|
CLINICAL COMMENTARY
Oral Therapy in Gestational Diabetes? -Not Yet a Standard of Care
Sondra Vazirani, M. D.
Case Report:
A patient presents for preconception counseling.
The patient is worried she will develop gestational diabetes mellitus, as she
is overweight and her mom is diabetic. She is needle phobic, and wonders if
she were to develop gestational diabetes mellitus, would she have to use insulin.
Discussion:
Gestational
diabetes mellitus is defined as glucose intolerance first detected during
pregnancy. 1 It affects 2-4% of pregnancies, and is important to treat and
recognize, as it is associated with increased maternal and fetal morbidity
and mortality. Patients are gener-ally screened between 24 and 28 weeks gestation,
depending on their initial risk assessment. 2 Patients at high risk for development
of gestational diabetes mellitus are those who are obese, have glucose intol-erance,
a first degree relative with diabetes, gluco-suria, or history of macrosomia.
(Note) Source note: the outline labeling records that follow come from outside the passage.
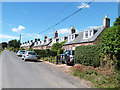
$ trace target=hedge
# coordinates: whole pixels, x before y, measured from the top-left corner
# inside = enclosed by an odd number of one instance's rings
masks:
[[[86,66],[100,66],[100,48],[97,45],[79,46],[75,49],[75,62]]]
[[[56,56],[57,55],[57,51],[52,51],[49,49],[46,49],[46,50],[35,49],[34,51],[37,53],[37,55],[39,57],[47,57],[47,56]]]

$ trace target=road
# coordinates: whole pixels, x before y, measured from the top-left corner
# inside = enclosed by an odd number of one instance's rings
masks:
[[[24,62],[5,50],[2,57],[2,88],[87,88],[61,70],[44,62]]]

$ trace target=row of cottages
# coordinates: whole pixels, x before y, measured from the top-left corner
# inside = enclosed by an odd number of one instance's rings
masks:
[[[103,19],[103,26],[87,29],[81,32],[76,32],[73,26],[71,26],[71,34],[58,37],[58,32],[55,31],[54,37],[47,38],[47,35],[44,36],[44,40],[40,41],[40,39],[35,39],[31,42],[27,41],[21,45],[21,47],[29,49],[32,47],[33,49],[50,49],[52,45],[56,42],[66,43],[63,45],[63,50],[75,50],[75,47],[81,45],[93,45],[99,42],[99,38],[101,33],[105,30],[105,28],[110,27],[110,19],[108,15],[105,15]]]
[[[97,44],[99,43],[101,33],[108,27],[110,27],[110,18],[106,15],[105,18],[103,18],[103,26],[79,32],[73,41],[66,42],[62,48],[65,51],[75,50],[77,46]]]
[[[31,40],[31,42],[29,42],[29,40],[27,42],[24,42],[21,47],[25,48],[25,49],[29,49],[29,48],[33,48],[33,49],[50,49],[54,43],[56,42],[63,42],[63,41],[73,41],[76,37],[78,36],[78,33],[76,33],[76,30],[74,29],[73,26],[71,26],[71,34],[70,35],[66,35],[66,36],[62,36],[62,37],[58,37],[58,32],[55,31],[54,33],[54,37],[51,38],[47,38],[47,35],[44,36],[44,40],[40,41],[40,39],[35,39],[34,41]]]

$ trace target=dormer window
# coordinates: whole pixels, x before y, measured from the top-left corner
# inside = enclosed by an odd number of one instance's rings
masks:
[[[72,39],[74,39],[74,35],[72,35]]]
[[[97,32],[97,30],[94,30],[94,34]]]
[[[56,39],[56,42],[58,42],[59,41],[59,39]]]
[[[89,36],[92,36],[92,30],[90,31],[90,34],[89,34]]]

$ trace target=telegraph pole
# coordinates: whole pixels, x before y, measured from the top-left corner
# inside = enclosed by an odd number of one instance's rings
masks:
[[[20,34],[20,45],[21,45],[21,34]]]

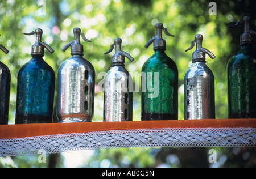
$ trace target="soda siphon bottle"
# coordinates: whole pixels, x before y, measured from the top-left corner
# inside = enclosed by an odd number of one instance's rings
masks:
[[[125,57],[131,62],[134,59],[121,50],[122,39],[115,39],[108,54],[115,46],[113,57],[113,66],[104,80],[104,122],[133,121],[133,88],[131,76],[125,68]],[[131,85],[133,84],[133,85]]]
[[[250,29],[250,19],[245,16],[234,26],[243,23],[241,50],[228,63],[229,118],[256,118],[256,32]]]
[[[203,35],[196,35],[191,46],[185,51],[196,44],[193,63],[184,77],[185,120],[215,119],[214,76],[206,65],[205,54],[212,59],[215,56],[202,47],[203,39]]]
[[[32,46],[32,59],[24,65],[18,75],[16,124],[52,123],[55,75],[43,59],[44,48],[54,50],[42,41],[43,31],[24,33],[36,35]]]
[[[0,49],[6,54],[9,53],[2,45],[0,45]],[[0,62],[0,125],[8,124],[10,86],[11,73],[9,69]]]
[[[142,120],[178,120],[178,69],[174,61],[165,53],[166,42],[162,31],[169,36],[162,23],[156,25],[154,42],[155,54],[147,59],[142,69]]]
[[[73,29],[75,40],[62,50],[71,48],[72,57],[60,65],[58,71],[57,117],[61,123],[92,122],[93,118],[95,70],[84,58],[80,35],[88,40],[81,29]]]

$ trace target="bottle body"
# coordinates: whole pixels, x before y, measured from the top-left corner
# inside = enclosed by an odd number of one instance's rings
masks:
[[[9,69],[0,62],[0,125],[8,124],[11,73]]]
[[[52,123],[55,75],[40,56],[32,58],[18,75],[16,124]]]
[[[133,79],[124,65],[114,65],[104,80],[104,121],[133,121]]]
[[[256,118],[256,55],[242,46],[228,64],[229,118]]]
[[[92,122],[95,70],[81,55],[64,61],[58,71],[57,117],[60,122]]]
[[[178,120],[178,70],[164,50],[142,69],[142,120]]]
[[[185,120],[215,119],[214,78],[205,62],[193,63],[184,83]]]

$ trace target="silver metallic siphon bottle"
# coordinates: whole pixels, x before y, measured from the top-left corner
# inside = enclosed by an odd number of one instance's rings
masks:
[[[113,57],[113,66],[105,77],[104,122],[133,121],[133,79],[125,68],[125,57],[130,61],[134,59],[128,53],[121,50],[122,40],[115,39],[110,49],[115,46]]]
[[[185,51],[191,50],[196,43],[193,64],[184,79],[185,120],[215,119],[214,78],[206,65],[205,54],[212,59],[216,57],[202,47],[203,39],[203,35],[197,35]]]
[[[79,28],[73,29],[75,40],[62,50],[71,48],[72,57],[60,66],[58,72],[57,117],[61,123],[92,122],[93,118],[95,70],[83,58],[80,35],[88,40]]]

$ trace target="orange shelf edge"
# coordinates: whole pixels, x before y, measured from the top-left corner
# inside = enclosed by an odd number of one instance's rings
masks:
[[[1,139],[110,130],[164,128],[256,128],[256,119],[130,121],[0,125]]]

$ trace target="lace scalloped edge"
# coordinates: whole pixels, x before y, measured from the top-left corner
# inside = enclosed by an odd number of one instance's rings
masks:
[[[135,147],[256,147],[256,129],[145,129],[0,139],[0,156]]]

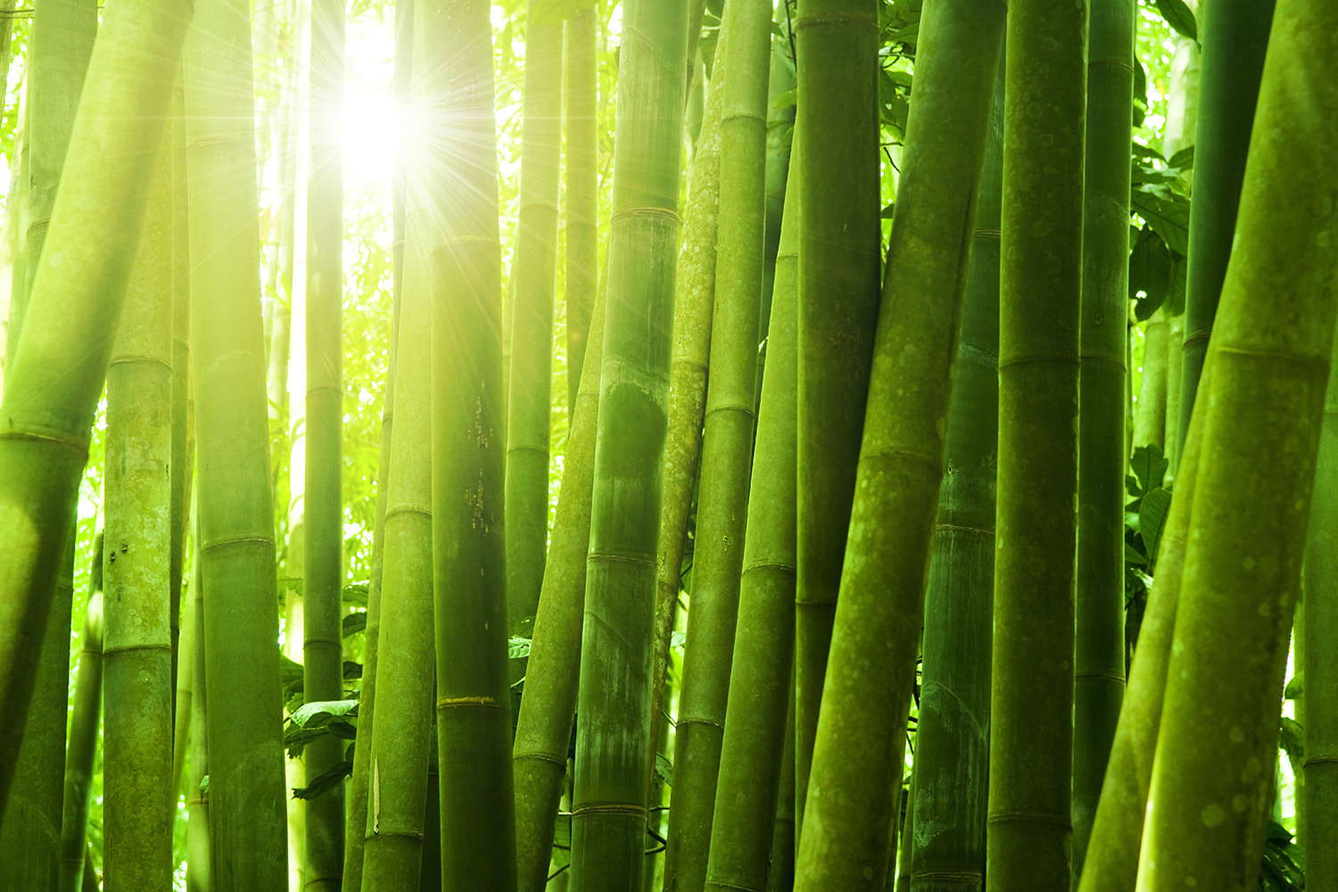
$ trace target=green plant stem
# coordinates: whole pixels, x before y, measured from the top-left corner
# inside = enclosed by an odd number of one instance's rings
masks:
[[[800,0],[796,830],[818,733],[878,320],[878,4]],[[832,139],[832,134],[842,134]]]
[[[581,645],[575,892],[633,889],[645,857],[686,25],[685,0],[629,0],[624,7]]]
[[[986,840],[991,892],[1057,891],[1070,883],[1086,25],[1086,4],[1022,0],[1009,7]],[[1037,64],[1040,58],[1048,63]]]
[[[911,808],[910,888],[978,892],[985,880],[990,631],[994,598],[994,481],[998,445],[999,202],[1004,175],[1004,64],[981,169],[970,271],[947,416],[915,725],[918,780]]]
[[[1338,312],[1338,174],[1323,148],[1338,140],[1335,29],[1338,7],[1313,0],[1280,0],[1272,21],[1200,403],[1140,889],[1258,881]],[[1240,429],[1246,413],[1267,437]]]
[[[1124,698],[1124,366],[1129,273],[1133,0],[1089,7],[1078,356],[1073,877],[1092,833]],[[1167,356],[1163,348],[1163,356]],[[1147,362],[1144,362],[1147,368]]]
[[[0,535],[11,543],[0,555],[0,818],[187,21],[179,0],[107,12],[52,213],[52,249],[37,261],[31,312],[9,354],[0,407]],[[68,251],[82,262],[62,262]]]
[[[1004,23],[1005,7],[995,0],[943,1],[921,19],[850,538],[795,864],[800,891],[880,892],[895,845],[943,421],[969,274],[963,246],[973,238]],[[805,136],[801,164],[807,151]],[[803,263],[800,253],[801,274]]]

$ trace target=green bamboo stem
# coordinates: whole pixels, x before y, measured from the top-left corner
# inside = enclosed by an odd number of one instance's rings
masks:
[[[799,185],[791,185],[789,195],[797,199]],[[708,889],[764,892],[775,841],[795,655],[796,201],[789,211],[777,250],[771,364],[761,385],[756,471],[748,493],[739,631],[710,825]],[[676,773],[674,780],[678,777]]]
[[[566,104],[567,408],[577,396],[590,341],[590,314],[599,286],[599,23],[594,9],[567,19]],[[563,465],[565,467],[565,465]]]
[[[1305,679],[1305,713],[1297,701],[1297,721],[1305,729],[1305,770],[1297,778],[1305,789],[1306,880],[1315,889],[1338,884],[1338,839],[1323,832],[1338,826],[1338,653],[1331,642],[1334,610],[1334,551],[1338,532],[1338,362],[1330,360],[1325,391],[1325,420],[1319,433],[1315,492],[1306,532],[1305,602],[1297,604],[1297,670]],[[1305,607],[1305,622],[1301,610]],[[1299,810],[1298,810],[1299,816]]]
[[[213,881],[278,889],[284,753],[250,7],[197,4],[186,47],[191,326],[199,453]],[[231,683],[244,673],[246,685]]]
[[[507,667],[502,257],[490,4],[415,9],[415,160],[428,198],[432,563],[442,884],[515,888]],[[421,15],[420,15],[421,13]],[[403,419],[400,420],[403,424]],[[392,461],[393,468],[393,461]],[[393,471],[392,471],[393,472]]]
[[[1008,16],[991,892],[1070,883],[1085,7],[1022,0]]]
[[[66,746],[66,792],[60,820],[60,892],[76,892],[83,884],[88,843],[88,800],[92,766],[102,721],[102,534],[94,539],[94,570],[90,574],[88,606],[84,610],[75,675],[75,702]]]
[[[403,329],[396,356],[399,429],[391,440],[377,641],[371,797],[363,888],[415,892],[432,753],[432,280],[431,209],[407,197]],[[365,721],[359,715],[360,722]]]
[[[171,132],[155,166],[130,301],[107,370],[103,873],[171,884]]]
[[[413,80],[413,0],[395,4],[395,108],[408,118]],[[395,156],[391,187],[391,218],[395,242],[391,246],[393,293],[391,297],[391,361],[385,370],[385,401],[381,407],[381,455],[376,469],[376,519],[372,531],[372,578],[368,580],[367,630],[363,635],[363,686],[357,698],[359,736],[353,749],[353,773],[348,785],[348,824],[344,828],[344,892],[363,888],[363,847],[367,839],[368,790],[371,789],[372,725],[376,718],[376,674],[381,637],[381,590],[385,572],[385,512],[389,487],[391,447],[395,432],[395,366],[399,362],[400,304],[404,292],[407,148]],[[435,673],[435,669],[432,670]],[[438,832],[440,836],[440,832]],[[440,863],[440,857],[438,857]]]
[[[1128,369],[1124,366],[1124,344],[1129,306],[1127,160],[1133,138],[1131,59],[1136,13],[1133,0],[1094,0],[1089,9],[1082,318],[1078,336],[1078,546],[1072,809],[1074,884],[1082,871],[1082,857],[1092,834],[1092,818],[1101,797],[1101,780],[1105,777],[1115,726],[1120,719],[1125,682],[1124,378]],[[1163,345],[1163,356],[1169,356],[1168,349]]]
[[[344,0],[312,4],[310,170],[306,182],[306,436],[302,487],[302,690],[306,702],[343,699],[344,582]],[[268,135],[268,134],[266,134]],[[325,734],[306,745],[306,782],[344,758]],[[344,785],[309,798],[304,887],[339,892],[344,872]]]
[[[979,892],[985,880],[1002,169],[1001,60],[947,416],[947,471],[925,592],[925,657],[915,725],[919,778],[911,806],[921,825],[934,832],[911,840],[910,888],[915,892]]]
[[[524,697],[512,746],[516,875],[522,892],[542,892],[545,888],[553,853],[554,818],[571,748],[571,717],[577,707],[581,671],[581,619],[590,543],[603,320],[601,290],[590,317],[586,368],[581,372],[581,391],[567,433],[553,546],[543,570],[543,594],[534,619]],[[570,810],[570,804],[565,810]]]
[[[624,7],[573,796],[577,892],[641,881],[688,5]]]
[[[931,5],[921,19],[850,540],[795,864],[800,891],[880,892],[895,843],[969,273],[962,247],[973,237],[1004,13],[995,0],[958,0]],[[801,164],[808,144],[805,136]],[[803,266],[800,247],[801,275]]]
[[[765,267],[771,0],[731,0],[720,27],[729,35],[725,49],[729,76],[724,84],[720,126],[716,306],[710,325],[692,608],[674,730],[666,892],[697,892],[706,881],[756,428],[757,317]]]
[[[1185,270],[1180,439],[1184,440],[1227,275],[1274,0],[1211,0],[1203,45]]]
[[[797,259],[797,257],[796,257]],[[797,334],[796,334],[797,340]],[[776,826],[771,837],[771,867],[767,892],[795,888],[795,681],[789,681],[785,707],[785,738],[780,756],[780,792],[776,794]]]
[[[724,41],[728,44],[728,37]],[[717,51],[720,45],[717,44]],[[723,56],[721,56],[723,62]],[[656,638],[650,678],[650,713],[662,710],[669,669],[682,560],[692,518],[702,419],[706,412],[706,361],[716,300],[716,230],[720,209],[720,115],[725,99],[725,67],[717,66],[706,90],[701,135],[696,143],[682,215],[678,269],[674,280],[673,345],[669,357],[669,428],[665,436],[664,496],[660,507]],[[650,752],[660,742],[660,722],[652,722]]]
[[[120,314],[187,21],[178,0],[107,11],[52,213],[52,249],[43,251],[11,354],[0,408],[0,534],[11,543],[0,555],[0,809],[19,762],[33,655],[74,528],[108,332]],[[80,263],[62,262],[71,250]]]
[[[1143,374],[1139,401],[1133,407],[1133,448],[1165,444],[1169,320],[1167,308],[1160,306],[1143,326]]]
[[[878,4],[800,0],[796,830],[803,836],[878,320]],[[842,134],[834,139],[832,134]]]
[[[1280,0],[1272,21],[1200,404],[1140,889],[1258,881],[1338,312],[1338,175],[1323,148],[1338,139],[1335,28],[1338,8],[1313,0]],[[1244,436],[1246,413],[1270,436]]]
[[[520,195],[512,259],[511,378],[506,411],[507,630],[534,617],[549,539],[553,300],[562,182],[562,21],[530,0],[520,106]]]
[[[1208,369],[1203,380],[1208,381]],[[1184,551],[1199,472],[1203,413],[1189,425],[1180,476],[1156,555],[1156,579],[1139,627],[1129,683],[1120,706],[1078,892],[1128,892],[1135,887],[1143,820],[1152,778],[1152,754],[1161,722],[1167,662],[1180,602]]]
[[[195,527],[195,542],[199,542]],[[190,574],[189,596],[195,614],[195,659],[185,669],[191,673],[190,698],[190,780],[186,786],[186,892],[214,891],[214,847],[209,833],[209,792],[201,784],[209,776],[209,710],[205,691],[205,587],[197,566]]]

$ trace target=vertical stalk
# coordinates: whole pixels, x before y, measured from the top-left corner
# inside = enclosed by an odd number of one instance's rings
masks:
[[[1232,254],[1274,0],[1208,0],[1203,5],[1180,373],[1181,440],[1189,428],[1212,320]]]
[[[577,892],[641,881],[686,24],[685,0],[624,7],[573,797]]]
[[[1124,366],[1133,139],[1133,0],[1089,5],[1078,341],[1073,881],[1124,699]],[[1163,354],[1165,348],[1163,348]],[[1147,362],[1144,362],[1147,368]]]
[[[1195,413],[1203,461],[1140,889],[1258,881],[1338,312],[1338,174],[1323,148],[1338,140],[1334,28],[1338,8],[1313,0],[1280,0],[1272,21],[1212,380]],[[1243,432],[1246,413],[1270,436]]]
[[[0,407],[0,535],[12,543],[0,554],[0,818],[189,20],[179,0],[107,11],[52,249],[35,258],[29,324],[11,354]],[[62,262],[70,251],[79,263]]]
[[[710,824],[706,888],[713,889],[764,892],[767,888],[791,697],[799,185],[791,186],[789,213],[776,259],[771,362],[761,385],[756,469],[748,493],[748,535],[739,583],[739,631],[720,750],[716,816]]]
[[[483,0],[415,9],[413,92],[423,102],[415,118],[432,222],[442,884],[510,892],[515,828],[500,516],[506,393],[488,9]]]
[[[310,171],[306,181],[306,437],[302,487],[302,691],[344,697],[344,0],[312,4]],[[268,134],[266,134],[268,135]],[[306,782],[344,758],[325,734],[302,753]],[[304,885],[337,892],[344,872],[344,785],[306,800]]]
[[[553,297],[562,155],[562,21],[530,0],[520,106],[520,197],[512,261],[511,380],[506,411],[507,631],[533,617],[549,539]]]
[[[878,4],[800,0],[796,830],[831,643],[878,321]],[[832,134],[842,134],[832,139]]]
[[[991,892],[1070,883],[1086,13],[1022,0],[1008,16]]]
[[[553,546],[543,568],[543,594],[524,673],[524,697],[512,746],[515,774],[516,873],[522,892],[543,892],[553,853],[554,818],[562,797],[571,748],[571,717],[581,671],[581,619],[585,606],[586,552],[594,439],[599,417],[599,365],[603,358],[603,290],[590,317],[590,342],[581,372],[562,489],[553,523]],[[570,804],[563,810],[571,810]]]
[[[165,134],[107,370],[103,873],[171,884],[173,139]]]
[[[567,407],[577,395],[591,337],[590,314],[599,285],[599,128],[598,20],[594,9],[567,19],[563,95],[566,98],[566,261],[567,261]]]
[[[994,598],[994,481],[998,447],[999,202],[1004,175],[1004,66],[981,169],[962,338],[947,416],[925,657],[915,725],[911,808],[939,828],[911,839],[911,889],[979,892],[989,793],[990,630]]]
[[[253,96],[249,4],[198,3],[186,48],[186,160],[219,892],[278,889],[286,860]],[[246,685],[233,683],[238,671]]]
[[[1005,5],[997,0],[941,0],[921,19],[850,539],[795,864],[801,892],[882,892],[895,845],[966,249],[1004,24]],[[801,164],[805,151],[807,138]]]
[[[697,892],[720,772],[739,617],[748,484],[756,428],[757,314],[765,267],[767,76],[771,1],[732,0],[721,106],[716,306],[710,325],[692,608],[674,730],[665,889]],[[769,786],[769,785],[768,785]]]

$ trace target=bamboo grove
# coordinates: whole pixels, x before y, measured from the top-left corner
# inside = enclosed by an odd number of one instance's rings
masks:
[[[1338,891],[1334,33],[0,0],[0,892]]]

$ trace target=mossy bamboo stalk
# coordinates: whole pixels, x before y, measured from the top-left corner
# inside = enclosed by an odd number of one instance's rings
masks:
[[[1070,883],[1088,11],[1008,19],[986,857],[991,892],[1034,892]]]
[[[1204,368],[1204,382],[1210,380],[1208,372]],[[1187,435],[1179,483],[1157,547],[1156,579],[1148,592],[1148,606],[1139,627],[1137,649],[1133,651],[1129,683],[1111,744],[1111,758],[1092,821],[1078,892],[1128,892],[1135,885],[1139,869],[1152,756],[1161,722],[1161,698],[1180,602],[1184,548],[1193,514],[1203,440],[1202,417],[1189,425]]]
[[[911,808],[927,829],[911,840],[910,888],[915,892],[979,892],[985,881],[1002,169],[999,64],[947,416],[947,469],[925,592],[918,780]]]
[[[577,892],[632,889],[642,872],[688,5],[624,7],[573,796]]]
[[[1325,392],[1325,420],[1315,464],[1315,492],[1306,532],[1303,604],[1297,604],[1295,647],[1298,675],[1305,681],[1306,757],[1301,778],[1306,792],[1306,881],[1315,889],[1338,885],[1338,839],[1326,828],[1338,826],[1338,651],[1331,642],[1338,621],[1338,578],[1334,575],[1334,536],[1338,535],[1338,362],[1330,358]],[[1305,622],[1301,608],[1305,607]]]
[[[1133,139],[1133,0],[1092,0],[1088,27],[1073,657],[1074,884],[1082,871],[1125,682],[1124,344],[1129,306],[1125,160]],[[1163,346],[1164,356],[1171,356],[1168,349]]]
[[[102,564],[102,536],[94,540],[94,567]],[[60,892],[76,892],[83,884],[88,849],[88,801],[92,766],[102,721],[102,570],[91,574],[88,606],[79,642],[79,671],[66,746],[66,793],[60,820]]]
[[[1200,403],[1139,889],[1258,881],[1338,312],[1335,28],[1338,8],[1314,0],[1280,0],[1272,20]],[[1268,437],[1242,432],[1247,413]]]
[[[728,44],[728,35],[723,44]],[[717,51],[720,45],[716,47]],[[721,55],[723,62],[723,55]],[[674,280],[673,346],[669,357],[669,429],[665,436],[664,496],[660,507],[658,575],[656,582],[656,650],[652,665],[652,714],[662,710],[682,555],[688,543],[701,429],[706,412],[706,361],[716,300],[716,230],[720,210],[720,114],[725,100],[725,66],[706,90],[701,135],[692,159],[688,206],[682,214],[678,269]],[[660,742],[660,722],[652,722],[652,752]]]
[[[1167,354],[1171,341],[1169,313],[1157,308],[1143,326],[1143,374],[1139,401],[1133,407],[1133,448],[1165,443]]]
[[[566,115],[565,175],[567,202],[567,408],[577,415],[577,396],[590,341],[590,314],[599,286],[599,23],[594,9],[567,19],[563,95]]]
[[[1193,202],[1185,269],[1180,432],[1189,428],[1212,320],[1236,231],[1255,102],[1274,0],[1210,0],[1199,28],[1203,60],[1193,138]]]
[[[603,292],[590,316],[562,489],[553,523],[553,546],[543,568],[543,594],[524,673],[524,697],[515,728],[516,875],[520,892],[542,892],[553,853],[554,818],[563,793],[571,717],[581,670],[581,619],[585,604],[586,551],[594,440],[599,417],[599,364],[603,358]],[[570,805],[566,810],[570,810]]]
[[[549,539],[553,300],[562,182],[562,21],[530,0],[520,104],[520,195],[512,258],[511,378],[506,401],[507,630],[533,617]]]
[[[344,0],[312,3],[306,182],[306,436],[302,487],[302,691],[306,702],[343,699],[344,582]],[[262,60],[268,62],[268,60]],[[268,142],[268,134],[266,134]],[[325,734],[306,745],[306,782],[344,758]],[[304,887],[339,892],[344,872],[344,785],[306,805]]]
[[[197,4],[186,47],[213,881],[278,889],[284,750],[265,397],[250,7]],[[207,596],[207,592],[215,592]],[[241,673],[246,685],[231,683]]]
[[[442,884],[515,888],[507,667],[502,257],[490,4],[413,16],[432,227],[432,563]],[[403,419],[400,423],[403,424]]]
[[[769,170],[769,169],[768,169]],[[797,193],[781,230],[771,364],[761,385],[756,469],[739,583],[739,631],[710,825],[708,889],[764,892],[775,840],[795,655],[795,338]],[[681,710],[680,710],[681,714]],[[676,772],[674,780],[678,778]]]
[[[1004,13],[997,0],[937,0],[921,19],[850,539],[795,863],[800,891],[882,892],[895,845],[969,273],[963,247],[973,238]],[[799,135],[799,160],[807,164],[809,143],[804,130]]]
[[[413,79],[413,0],[395,4],[395,108],[408,119]],[[363,847],[367,839],[368,790],[372,766],[372,725],[376,718],[376,673],[381,637],[381,590],[385,574],[385,514],[389,487],[391,448],[395,432],[395,366],[399,362],[400,304],[404,292],[405,182],[408,152],[400,146],[392,171],[391,218],[395,242],[391,247],[393,294],[391,297],[391,361],[385,370],[385,401],[381,407],[381,456],[376,471],[376,519],[372,532],[372,578],[368,580],[367,630],[364,633],[363,686],[357,698],[359,736],[353,750],[353,773],[348,785],[348,824],[344,828],[344,892],[363,888]],[[436,670],[432,669],[435,673]],[[438,836],[440,829],[438,828]],[[440,861],[440,857],[438,857]]]
[[[795,812],[804,798],[878,321],[878,4],[800,0]],[[832,139],[832,134],[842,134]]]
[[[11,547],[0,556],[0,713],[7,717],[0,812],[189,20],[190,8],[179,0],[107,11],[62,174],[66,187],[52,213],[52,249],[39,262],[28,324],[5,376],[0,532]],[[80,263],[63,262],[71,250]]]
[[[425,174],[425,171],[423,171]],[[411,197],[403,329],[396,352],[400,419],[391,440],[363,888],[416,892],[432,753],[432,280],[431,209]],[[359,714],[359,721],[365,721]]]
[[[739,618],[756,429],[757,318],[765,267],[771,1],[731,0],[721,106],[716,305],[710,325],[692,608],[674,728],[665,889],[706,881],[720,746]],[[771,784],[767,785],[772,786]],[[769,792],[769,790],[768,790]]]
[[[171,884],[173,139],[163,135],[107,370],[103,875]]]

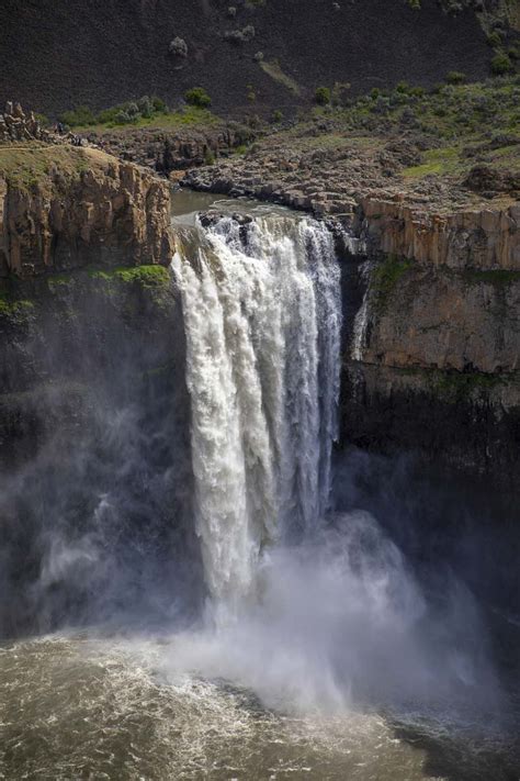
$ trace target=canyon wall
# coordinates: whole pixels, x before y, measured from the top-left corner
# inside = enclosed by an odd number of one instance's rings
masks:
[[[168,265],[169,188],[91,148],[0,148],[0,277],[87,264]]]
[[[364,299],[346,349],[344,439],[518,487],[519,207],[434,215],[361,205],[366,254],[346,259]]]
Patients at low risk are those less than 25 years of age, have normal pre-pregnancy
weight, no first degree relatives with diabetes mellitus, no history of glucose
intolerance, are in a low-risk race or ethnic group, and no history of poor
obstetric outcomes. 1
Patients are screened with a 50 gram oral glucose load,
and if the one hour glucose is greater than 140 mg/ dl, further testing
with a three hour glucose toler-ance test is warranted. Gestational diabetes
mellitus patients are prescribed a diet with restricted carbohy-drate intake,
and with caloric and weight gain restric-tions in overweight patients. 2 Insulin
has been used as the mainstay of therapy if diet fails to control blood
sugars. Insulin does not cross the placenta, and is effective in controlling
blood glucose.
Sulfonylurea drugs are not prescribed in pregnancy. First generation
agents cross the placenta and have been linked to teratogenesis. Because
they can cross the placenta, the sulfonylureas can increase fetal insulin
secretion and promote macrosomia. Additionally, they can cause profound
neonatal hypoglycemia.
However, one randomized, unblinded, study did show
promise with the use of glyburide. 3 This molecule was noted not to cross
the placenta, thus
limiting risk of fetal affects. 4 Langer\'s study took 404 women with gestational
diabetes mellitus from 11-33 weeks gestation with a single fetus and randomized
them to oral glyburide or subcutaneous insulin. 3 Patients in the two groups
had similar control of their blood sugar, with less hypoglycemic episodes in
the oral glyburide group. Four percent of patients in glyburide group did not
have an adequate response to therapy, and were switched to insulin. There was
no increase in macrosomia or anomalies in the glyburide group, but it should
be noted that the timing of treat-ment was done after organogenesis. While
this remains only one trial, these results will hopefully promote further study.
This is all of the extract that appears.